Thursday, March 21, 2019

Ocado skips across the pond, and Montgomery County, in U.S. HQ search

Just months after Montgomery County's humiliating-but-self-inflicted defeat in the Amazon HQ 2 sweepstakes, even Amazon's enemies are passing on MoCo in favor of Northern Virginia. Ocado, a British partner of Kroger that specializes in online grocery sales systems, announced yesterday it will conduct its search for its future U.S. corporate headquarters from gleaming offices in beautiful and booming Tysons. CEO Luke Jensen said he was "delighted" with the Tysons choice, and that the office would open in April.

Ocado has a service called Prime Now, that delivers groceries you order online within 2 hours. If the order is small enough, it might be delivered by scooter. Kroger - which owns Harris Teeter and Ralph's - has partnered with Ocado to prepare for the increasingly-competitive world of online grocery shopping, where its greatest rival will be Crystal City's Amazon.

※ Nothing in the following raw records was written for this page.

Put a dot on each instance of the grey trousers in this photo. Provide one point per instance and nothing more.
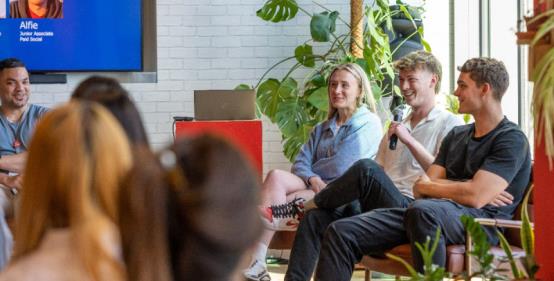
(347, 240)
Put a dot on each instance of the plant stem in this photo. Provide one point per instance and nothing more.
(271, 68)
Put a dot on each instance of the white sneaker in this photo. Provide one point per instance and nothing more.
(284, 217)
(257, 272)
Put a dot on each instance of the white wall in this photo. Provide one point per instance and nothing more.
(207, 44)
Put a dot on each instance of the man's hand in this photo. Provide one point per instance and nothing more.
(423, 179)
(503, 199)
(317, 184)
(400, 131)
(13, 182)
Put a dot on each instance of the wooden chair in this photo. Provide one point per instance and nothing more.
(457, 260)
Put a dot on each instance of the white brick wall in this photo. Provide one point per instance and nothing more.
(208, 44)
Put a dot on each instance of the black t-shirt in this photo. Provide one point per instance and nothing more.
(503, 151)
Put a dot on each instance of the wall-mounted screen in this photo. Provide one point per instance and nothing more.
(71, 35)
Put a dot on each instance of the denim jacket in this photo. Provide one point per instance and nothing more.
(330, 151)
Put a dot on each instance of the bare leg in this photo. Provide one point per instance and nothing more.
(278, 184)
(278, 188)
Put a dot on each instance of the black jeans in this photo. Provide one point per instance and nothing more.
(347, 240)
(364, 181)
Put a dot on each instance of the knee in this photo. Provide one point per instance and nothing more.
(365, 164)
(419, 213)
(314, 221)
(336, 230)
(274, 180)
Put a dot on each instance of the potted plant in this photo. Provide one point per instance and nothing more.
(431, 272)
(297, 106)
(543, 78)
(529, 264)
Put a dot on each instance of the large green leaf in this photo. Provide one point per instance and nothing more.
(288, 88)
(278, 10)
(320, 99)
(304, 55)
(508, 250)
(268, 97)
(323, 25)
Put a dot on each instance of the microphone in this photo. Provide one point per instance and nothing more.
(397, 117)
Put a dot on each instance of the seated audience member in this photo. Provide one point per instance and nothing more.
(17, 121)
(65, 225)
(36, 9)
(387, 181)
(193, 216)
(352, 132)
(109, 93)
(475, 164)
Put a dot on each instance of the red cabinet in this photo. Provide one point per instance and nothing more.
(245, 134)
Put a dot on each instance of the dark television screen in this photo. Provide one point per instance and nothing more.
(87, 36)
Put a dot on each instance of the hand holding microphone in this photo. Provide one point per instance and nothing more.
(397, 117)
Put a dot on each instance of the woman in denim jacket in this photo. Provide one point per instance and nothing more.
(351, 132)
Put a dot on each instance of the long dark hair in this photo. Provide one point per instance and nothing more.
(207, 194)
(115, 98)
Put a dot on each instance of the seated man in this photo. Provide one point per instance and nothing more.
(387, 182)
(476, 163)
(17, 121)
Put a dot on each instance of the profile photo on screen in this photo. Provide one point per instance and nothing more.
(36, 9)
(2, 9)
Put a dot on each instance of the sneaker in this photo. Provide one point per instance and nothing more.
(284, 217)
(257, 272)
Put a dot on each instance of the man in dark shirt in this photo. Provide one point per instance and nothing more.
(482, 170)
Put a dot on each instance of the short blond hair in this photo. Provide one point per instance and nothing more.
(421, 60)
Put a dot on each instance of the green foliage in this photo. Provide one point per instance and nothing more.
(543, 89)
(480, 250)
(278, 10)
(297, 106)
(431, 272)
(528, 240)
(453, 105)
(509, 256)
(304, 55)
(323, 25)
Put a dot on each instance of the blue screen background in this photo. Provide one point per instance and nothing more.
(92, 36)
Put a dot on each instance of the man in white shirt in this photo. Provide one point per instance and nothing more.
(386, 182)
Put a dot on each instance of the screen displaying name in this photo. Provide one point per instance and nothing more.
(72, 35)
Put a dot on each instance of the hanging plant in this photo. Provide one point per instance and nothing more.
(543, 91)
(297, 106)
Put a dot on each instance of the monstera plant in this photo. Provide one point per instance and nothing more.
(297, 106)
(543, 90)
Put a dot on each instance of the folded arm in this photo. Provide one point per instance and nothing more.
(13, 163)
(484, 188)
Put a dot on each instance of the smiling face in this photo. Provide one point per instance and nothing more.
(14, 87)
(418, 87)
(344, 90)
(468, 93)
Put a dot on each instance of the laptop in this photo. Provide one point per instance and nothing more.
(224, 104)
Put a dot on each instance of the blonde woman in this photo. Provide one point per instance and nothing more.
(351, 132)
(65, 223)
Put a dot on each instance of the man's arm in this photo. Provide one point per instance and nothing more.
(13, 163)
(481, 190)
(10, 181)
(423, 157)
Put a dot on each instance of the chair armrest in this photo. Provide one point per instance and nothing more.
(501, 223)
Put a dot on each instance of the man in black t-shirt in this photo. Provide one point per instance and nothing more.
(482, 170)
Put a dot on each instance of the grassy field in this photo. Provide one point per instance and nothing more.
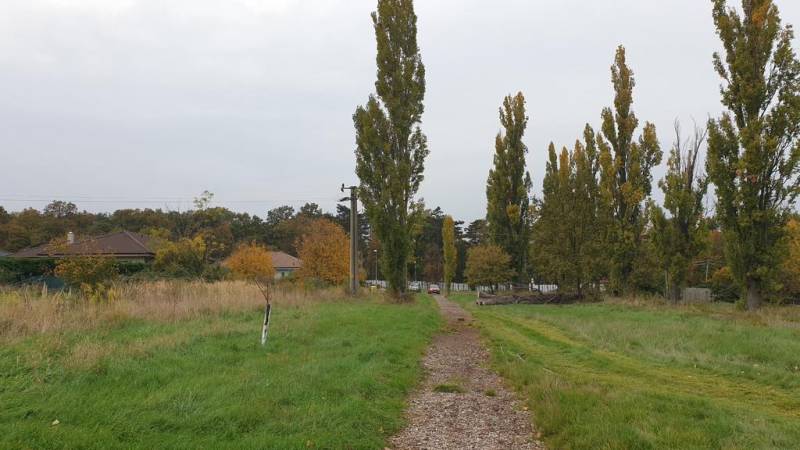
(627, 376)
(335, 374)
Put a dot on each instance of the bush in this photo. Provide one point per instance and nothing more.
(723, 285)
(14, 270)
(91, 274)
(324, 249)
(181, 259)
(249, 262)
(488, 265)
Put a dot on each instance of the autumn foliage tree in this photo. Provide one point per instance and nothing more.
(508, 186)
(488, 265)
(679, 238)
(754, 148)
(791, 263)
(324, 250)
(626, 179)
(90, 274)
(568, 235)
(251, 262)
(450, 252)
(390, 146)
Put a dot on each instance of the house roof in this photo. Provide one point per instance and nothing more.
(122, 244)
(281, 260)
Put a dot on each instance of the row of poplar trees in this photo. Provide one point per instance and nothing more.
(596, 213)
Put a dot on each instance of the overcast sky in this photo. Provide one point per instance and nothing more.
(146, 103)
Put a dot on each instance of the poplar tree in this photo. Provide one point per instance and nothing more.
(679, 238)
(626, 181)
(509, 185)
(390, 146)
(754, 149)
(450, 252)
(568, 234)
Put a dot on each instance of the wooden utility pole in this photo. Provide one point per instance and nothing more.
(353, 288)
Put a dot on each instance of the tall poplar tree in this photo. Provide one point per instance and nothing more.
(568, 234)
(390, 146)
(626, 180)
(509, 185)
(754, 148)
(450, 252)
(679, 238)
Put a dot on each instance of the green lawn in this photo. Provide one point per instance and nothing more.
(334, 375)
(616, 376)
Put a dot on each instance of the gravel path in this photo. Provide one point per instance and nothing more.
(480, 414)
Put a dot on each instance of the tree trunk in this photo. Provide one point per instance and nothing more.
(753, 296)
(675, 293)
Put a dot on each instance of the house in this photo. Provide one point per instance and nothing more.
(123, 246)
(285, 265)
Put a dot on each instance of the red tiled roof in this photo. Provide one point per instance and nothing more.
(281, 260)
(123, 244)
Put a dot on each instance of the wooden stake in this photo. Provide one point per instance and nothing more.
(267, 311)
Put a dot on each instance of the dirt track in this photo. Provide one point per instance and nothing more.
(480, 414)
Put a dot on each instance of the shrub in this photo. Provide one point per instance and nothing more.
(488, 265)
(324, 249)
(723, 285)
(183, 259)
(91, 274)
(249, 262)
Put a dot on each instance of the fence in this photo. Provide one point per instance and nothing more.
(464, 287)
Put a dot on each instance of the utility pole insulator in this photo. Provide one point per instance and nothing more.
(353, 288)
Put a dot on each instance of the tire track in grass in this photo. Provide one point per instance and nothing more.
(565, 355)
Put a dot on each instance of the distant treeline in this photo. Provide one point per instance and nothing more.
(223, 230)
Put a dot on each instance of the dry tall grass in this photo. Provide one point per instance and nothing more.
(29, 310)
(785, 316)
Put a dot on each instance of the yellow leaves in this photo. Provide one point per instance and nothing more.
(324, 250)
(791, 264)
(90, 274)
(250, 262)
(513, 213)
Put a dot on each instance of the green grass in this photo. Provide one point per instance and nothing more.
(334, 375)
(616, 376)
(449, 388)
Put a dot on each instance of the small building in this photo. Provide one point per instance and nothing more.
(285, 265)
(123, 246)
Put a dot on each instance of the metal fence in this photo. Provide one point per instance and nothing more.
(464, 287)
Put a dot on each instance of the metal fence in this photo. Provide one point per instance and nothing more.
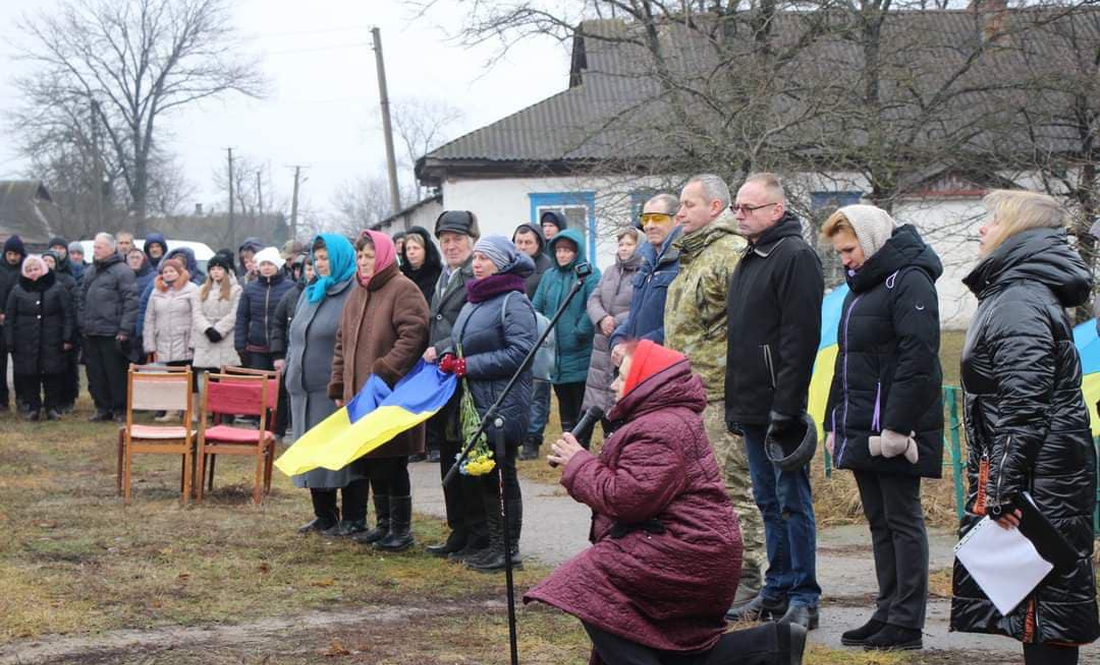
(953, 439)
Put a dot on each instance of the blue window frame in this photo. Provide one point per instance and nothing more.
(579, 207)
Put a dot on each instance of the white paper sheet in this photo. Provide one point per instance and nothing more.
(1003, 562)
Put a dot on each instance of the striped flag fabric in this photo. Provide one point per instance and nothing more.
(371, 419)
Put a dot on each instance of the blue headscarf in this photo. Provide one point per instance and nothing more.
(341, 265)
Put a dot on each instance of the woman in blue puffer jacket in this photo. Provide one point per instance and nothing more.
(495, 330)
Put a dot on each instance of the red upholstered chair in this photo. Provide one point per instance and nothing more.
(253, 392)
(158, 388)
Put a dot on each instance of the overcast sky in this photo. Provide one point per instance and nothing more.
(322, 108)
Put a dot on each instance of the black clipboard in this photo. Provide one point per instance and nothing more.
(1048, 541)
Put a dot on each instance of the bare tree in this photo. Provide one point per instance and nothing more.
(133, 62)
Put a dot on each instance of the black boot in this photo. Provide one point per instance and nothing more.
(400, 520)
(326, 513)
(494, 561)
(382, 524)
(455, 542)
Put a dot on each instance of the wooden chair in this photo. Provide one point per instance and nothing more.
(238, 392)
(157, 388)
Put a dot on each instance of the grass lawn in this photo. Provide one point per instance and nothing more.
(227, 582)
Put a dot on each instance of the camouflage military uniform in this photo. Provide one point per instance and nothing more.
(695, 325)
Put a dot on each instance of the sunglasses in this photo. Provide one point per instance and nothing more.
(657, 218)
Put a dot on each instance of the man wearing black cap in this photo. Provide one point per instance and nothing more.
(13, 255)
(457, 231)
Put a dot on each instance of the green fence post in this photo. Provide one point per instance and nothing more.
(950, 394)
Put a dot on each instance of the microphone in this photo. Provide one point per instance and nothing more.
(583, 428)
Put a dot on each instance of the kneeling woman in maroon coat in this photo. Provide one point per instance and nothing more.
(666, 560)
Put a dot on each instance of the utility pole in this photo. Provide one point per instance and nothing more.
(232, 230)
(294, 203)
(395, 197)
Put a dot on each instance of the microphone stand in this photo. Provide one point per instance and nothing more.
(493, 417)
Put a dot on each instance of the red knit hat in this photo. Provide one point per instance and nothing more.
(649, 358)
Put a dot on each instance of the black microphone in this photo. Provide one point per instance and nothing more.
(582, 431)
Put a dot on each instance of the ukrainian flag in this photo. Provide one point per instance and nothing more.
(372, 418)
(1088, 346)
(822, 378)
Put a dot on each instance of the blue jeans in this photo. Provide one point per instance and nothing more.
(785, 501)
(540, 410)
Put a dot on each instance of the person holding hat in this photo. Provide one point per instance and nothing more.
(40, 324)
(252, 335)
(383, 332)
(166, 333)
(457, 231)
(213, 317)
(884, 416)
(664, 561)
(492, 336)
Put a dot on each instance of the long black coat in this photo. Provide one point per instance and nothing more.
(888, 374)
(774, 313)
(39, 319)
(1026, 417)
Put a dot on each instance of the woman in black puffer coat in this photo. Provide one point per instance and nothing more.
(1026, 421)
(884, 417)
(496, 329)
(40, 327)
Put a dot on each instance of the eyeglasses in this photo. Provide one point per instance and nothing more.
(744, 209)
(657, 218)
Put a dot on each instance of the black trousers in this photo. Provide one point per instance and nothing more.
(266, 361)
(465, 511)
(892, 506)
(354, 501)
(31, 387)
(1049, 654)
(107, 374)
(570, 397)
(760, 645)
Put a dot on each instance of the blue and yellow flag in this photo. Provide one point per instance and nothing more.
(822, 378)
(1088, 346)
(372, 418)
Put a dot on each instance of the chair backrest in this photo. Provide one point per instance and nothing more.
(240, 395)
(160, 388)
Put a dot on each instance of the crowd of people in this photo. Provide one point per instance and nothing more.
(697, 343)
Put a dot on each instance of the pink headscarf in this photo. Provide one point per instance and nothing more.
(385, 254)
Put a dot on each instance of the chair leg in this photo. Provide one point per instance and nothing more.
(118, 475)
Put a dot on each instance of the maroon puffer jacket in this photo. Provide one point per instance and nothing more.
(667, 590)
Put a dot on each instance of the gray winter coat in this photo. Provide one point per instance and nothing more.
(310, 342)
(167, 330)
(611, 298)
(221, 316)
(109, 302)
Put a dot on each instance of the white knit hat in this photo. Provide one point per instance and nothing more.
(271, 255)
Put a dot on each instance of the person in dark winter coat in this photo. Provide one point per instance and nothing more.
(155, 248)
(457, 231)
(660, 264)
(39, 330)
(255, 314)
(108, 310)
(1026, 422)
(495, 331)
(773, 317)
(10, 273)
(383, 332)
(884, 417)
(528, 240)
(664, 561)
(420, 261)
(552, 223)
(574, 330)
(608, 307)
(312, 337)
(245, 255)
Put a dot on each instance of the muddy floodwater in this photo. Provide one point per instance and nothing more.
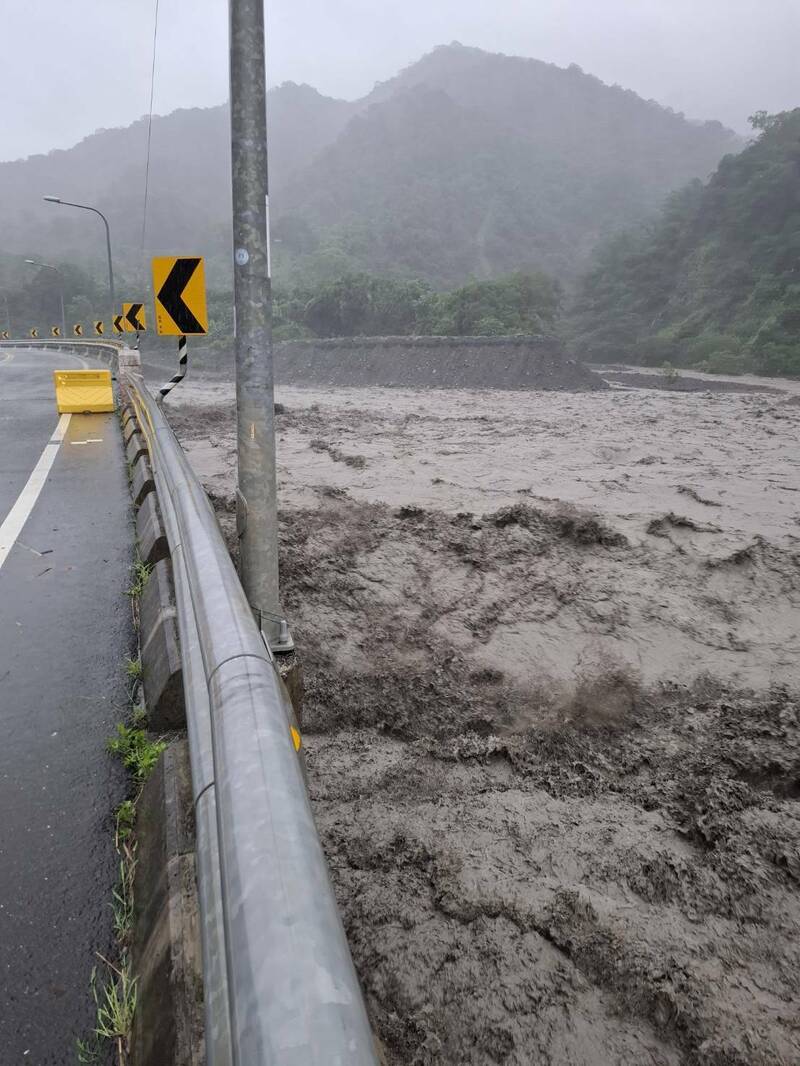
(552, 655)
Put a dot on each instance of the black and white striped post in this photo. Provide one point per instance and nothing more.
(182, 364)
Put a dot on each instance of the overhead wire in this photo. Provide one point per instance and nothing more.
(149, 130)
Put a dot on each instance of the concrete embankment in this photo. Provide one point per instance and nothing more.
(468, 362)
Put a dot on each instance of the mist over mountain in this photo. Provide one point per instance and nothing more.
(714, 279)
(466, 164)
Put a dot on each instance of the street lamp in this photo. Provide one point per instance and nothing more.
(34, 262)
(85, 207)
(8, 311)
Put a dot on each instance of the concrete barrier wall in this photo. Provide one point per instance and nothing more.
(500, 362)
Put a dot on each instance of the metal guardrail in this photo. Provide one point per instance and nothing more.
(280, 984)
(274, 947)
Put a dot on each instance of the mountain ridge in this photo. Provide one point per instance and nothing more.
(543, 162)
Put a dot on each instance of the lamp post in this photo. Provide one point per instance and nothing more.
(256, 499)
(34, 262)
(8, 311)
(85, 207)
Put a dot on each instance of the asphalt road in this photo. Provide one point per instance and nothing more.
(65, 629)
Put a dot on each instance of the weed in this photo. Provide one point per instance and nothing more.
(133, 667)
(115, 1006)
(139, 716)
(122, 902)
(140, 575)
(138, 752)
(124, 818)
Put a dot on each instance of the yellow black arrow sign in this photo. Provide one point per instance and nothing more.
(133, 318)
(179, 285)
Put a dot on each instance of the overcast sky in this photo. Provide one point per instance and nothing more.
(69, 68)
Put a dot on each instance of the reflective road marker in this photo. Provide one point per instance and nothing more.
(19, 514)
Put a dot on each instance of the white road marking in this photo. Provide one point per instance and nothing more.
(19, 514)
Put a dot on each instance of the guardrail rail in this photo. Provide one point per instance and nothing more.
(281, 988)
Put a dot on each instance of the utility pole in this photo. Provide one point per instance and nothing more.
(257, 495)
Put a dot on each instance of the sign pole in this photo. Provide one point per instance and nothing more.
(257, 494)
(182, 360)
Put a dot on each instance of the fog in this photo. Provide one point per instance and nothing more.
(69, 69)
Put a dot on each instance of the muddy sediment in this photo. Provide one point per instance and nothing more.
(553, 737)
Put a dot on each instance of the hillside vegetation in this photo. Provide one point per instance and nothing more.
(714, 280)
(465, 165)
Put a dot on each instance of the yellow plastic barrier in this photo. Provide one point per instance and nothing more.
(83, 390)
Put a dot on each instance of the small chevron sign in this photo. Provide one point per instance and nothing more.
(133, 320)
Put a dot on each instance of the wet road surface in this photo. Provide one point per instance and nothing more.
(65, 628)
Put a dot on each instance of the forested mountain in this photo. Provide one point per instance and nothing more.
(715, 279)
(465, 164)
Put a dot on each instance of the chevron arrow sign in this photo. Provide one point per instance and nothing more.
(179, 285)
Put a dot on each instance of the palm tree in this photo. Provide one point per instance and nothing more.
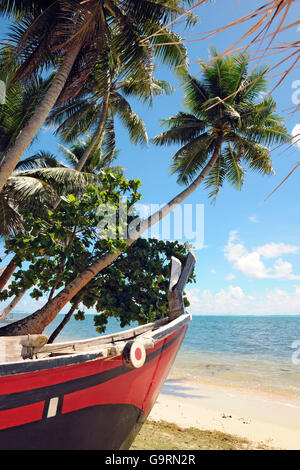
(102, 98)
(215, 138)
(70, 35)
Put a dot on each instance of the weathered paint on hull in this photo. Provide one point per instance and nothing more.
(81, 402)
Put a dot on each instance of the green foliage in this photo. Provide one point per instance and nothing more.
(51, 251)
(226, 103)
(135, 286)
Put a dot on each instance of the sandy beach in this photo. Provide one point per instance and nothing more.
(270, 419)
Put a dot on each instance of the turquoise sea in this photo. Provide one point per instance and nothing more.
(247, 351)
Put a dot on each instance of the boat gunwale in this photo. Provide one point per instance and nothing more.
(63, 359)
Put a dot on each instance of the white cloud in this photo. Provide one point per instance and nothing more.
(251, 264)
(229, 277)
(273, 250)
(226, 301)
(234, 301)
(253, 218)
(296, 134)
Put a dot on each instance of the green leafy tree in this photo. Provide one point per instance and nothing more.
(66, 242)
(244, 123)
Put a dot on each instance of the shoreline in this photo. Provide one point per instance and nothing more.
(263, 418)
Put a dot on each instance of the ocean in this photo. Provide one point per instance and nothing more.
(253, 352)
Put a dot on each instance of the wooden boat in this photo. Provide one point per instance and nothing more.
(88, 394)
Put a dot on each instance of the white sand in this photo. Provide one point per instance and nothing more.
(260, 417)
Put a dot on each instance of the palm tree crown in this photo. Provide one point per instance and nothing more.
(230, 125)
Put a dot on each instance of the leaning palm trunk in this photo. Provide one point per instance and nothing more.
(98, 135)
(65, 320)
(12, 304)
(37, 322)
(8, 271)
(36, 121)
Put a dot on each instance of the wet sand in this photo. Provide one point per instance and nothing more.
(260, 417)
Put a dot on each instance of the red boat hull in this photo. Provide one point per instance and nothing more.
(82, 401)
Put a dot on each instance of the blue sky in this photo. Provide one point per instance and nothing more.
(250, 262)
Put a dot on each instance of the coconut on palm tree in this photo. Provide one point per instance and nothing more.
(216, 137)
(70, 35)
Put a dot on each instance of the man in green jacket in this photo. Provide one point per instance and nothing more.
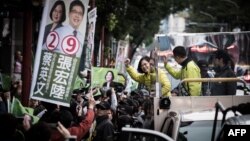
(189, 70)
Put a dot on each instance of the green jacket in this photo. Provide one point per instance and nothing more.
(189, 70)
(149, 80)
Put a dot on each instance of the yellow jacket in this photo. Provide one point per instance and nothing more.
(149, 80)
(191, 70)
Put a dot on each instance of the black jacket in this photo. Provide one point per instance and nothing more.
(224, 88)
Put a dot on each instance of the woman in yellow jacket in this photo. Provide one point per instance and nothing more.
(146, 75)
(189, 70)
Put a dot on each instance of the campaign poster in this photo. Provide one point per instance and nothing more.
(121, 55)
(59, 49)
(90, 37)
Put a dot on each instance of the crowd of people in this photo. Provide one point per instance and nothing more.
(93, 117)
(89, 117)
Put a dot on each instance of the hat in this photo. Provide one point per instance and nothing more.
(103, 105)
(144, 92)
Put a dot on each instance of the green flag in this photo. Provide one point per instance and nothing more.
(19, 110)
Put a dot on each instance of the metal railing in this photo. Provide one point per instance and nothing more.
(216, 80)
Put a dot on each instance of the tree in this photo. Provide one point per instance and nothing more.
(138, 18)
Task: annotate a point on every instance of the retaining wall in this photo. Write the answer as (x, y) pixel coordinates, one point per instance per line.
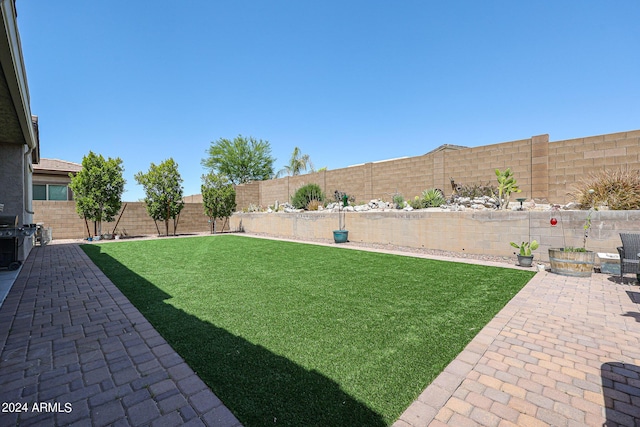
(483, 232)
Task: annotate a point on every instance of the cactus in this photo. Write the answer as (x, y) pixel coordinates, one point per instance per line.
(526, 247)
(506, 185)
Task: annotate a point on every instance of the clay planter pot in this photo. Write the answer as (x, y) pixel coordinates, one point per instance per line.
(576, 264)
(525, 261)
(340, 236)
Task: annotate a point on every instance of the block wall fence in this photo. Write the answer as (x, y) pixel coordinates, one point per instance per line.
(482, 232)
(546, 171)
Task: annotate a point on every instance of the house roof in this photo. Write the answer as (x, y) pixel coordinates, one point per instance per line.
(55, 166)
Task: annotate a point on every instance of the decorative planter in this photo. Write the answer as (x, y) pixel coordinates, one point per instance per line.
(576, 264)
(340, 236)
(525, 261)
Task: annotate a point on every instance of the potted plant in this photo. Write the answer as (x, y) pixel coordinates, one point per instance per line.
(525, 258)
(341, 235)
(573, 261)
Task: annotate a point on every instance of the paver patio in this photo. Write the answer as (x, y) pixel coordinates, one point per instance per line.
(564, 352)
(70, 339)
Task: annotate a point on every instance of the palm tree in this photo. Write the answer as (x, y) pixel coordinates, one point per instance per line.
(297, 164)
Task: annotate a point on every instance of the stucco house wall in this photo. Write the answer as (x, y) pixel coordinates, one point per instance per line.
(19, 145)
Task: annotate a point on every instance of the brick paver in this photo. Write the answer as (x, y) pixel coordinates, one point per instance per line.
(74, 351)
(564, 352)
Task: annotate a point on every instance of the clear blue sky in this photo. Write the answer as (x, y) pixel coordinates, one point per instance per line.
(346, 81)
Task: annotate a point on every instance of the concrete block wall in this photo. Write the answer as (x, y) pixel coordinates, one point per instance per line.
(572, 160)
(545, 171)
(66, 224)
(483, 232)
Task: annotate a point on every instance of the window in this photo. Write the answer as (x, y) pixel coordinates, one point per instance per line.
(49, 192)
(39, 192)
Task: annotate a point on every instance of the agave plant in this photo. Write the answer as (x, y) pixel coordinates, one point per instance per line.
(526, 247)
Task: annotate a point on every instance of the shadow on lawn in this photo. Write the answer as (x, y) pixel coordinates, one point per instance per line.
(261, 388)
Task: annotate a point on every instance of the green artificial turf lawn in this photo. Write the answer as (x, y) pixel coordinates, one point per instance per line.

Northern Virginia is becoming a hub for so many things, it's hard for our super-low-energy Montgomery County Council to even keep track, much less compete. But grocery firms are one of the latest; Lidl chose Arlington County for its U.S. headquarters in the most recent example before this. One can reasonably predict the high-tax, low-energy grass of bedroom community Montgomery County won't exactly look greener from Ocado's offices high above the bustling streets of Tysons.

This is just the latest humiliation for Montgomery County officials this week. It follows another disastrous job growth report (there wasn't any), and Montgomery County's leading economic development official returning empty-handed from an expensive SXSW junket. What Montgomery's selling...they just don't want it. They just don't want it.